Brian Palmer’in Middle East Monitor’de yayınlanan yazısı Barış Hoyraz tarafından Haksöz-Haber için tercüme edilmiştir.
Trump yönetimi Orta Doğu'da cesur yeni bir rota vaat etti ve şimdi ABD, Amerikan topraklarındaki en ölümcül terörist saldırıyı hızlandıran ve yirmi yıllık savaş ve acıyı harekete geçiren politikaları ve kararnameleri yineleyerek tehlikeli bir kavşakta duruyor.
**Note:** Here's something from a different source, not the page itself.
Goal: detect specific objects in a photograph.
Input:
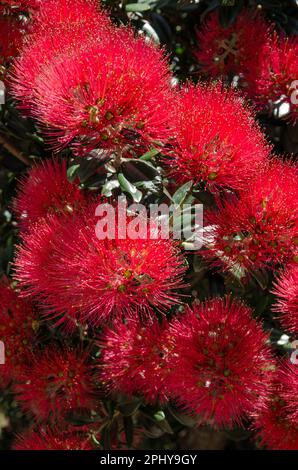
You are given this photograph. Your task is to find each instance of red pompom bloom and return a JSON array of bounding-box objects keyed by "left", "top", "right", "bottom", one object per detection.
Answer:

Başkan Donald Trump'ın ABD'nin Gazze'yi işgal edeceğini açıklaması ve Filistinlilerin daha güvenli, daha rahat bir yere taşınmalarının daha iyi olacağını ima etmesi, ‘toprağın değerini’ sadece bir emlak işlemine indirgiyor.
Amerikalı politika yapıcılar, tarihsel olarak muazzam trajedilere yol açmış olan aynı yanlış hesaplamaları ve yabancı mağduriyetleri göz ardı etmeyi tekrarlama riskiyle karşı karşıyadır. İnsan bir piyano tuşu değildir ve Filistinlilerin ve Orta Doğu liderlerinin sözlerine kulak vermeliyiz: insanlar sözde daha güvenli bir bölgeye taşınmaktansa, savaşın harap ettiği topraklarını savunarak yerinde ölmeyi tercih edeceklerdir.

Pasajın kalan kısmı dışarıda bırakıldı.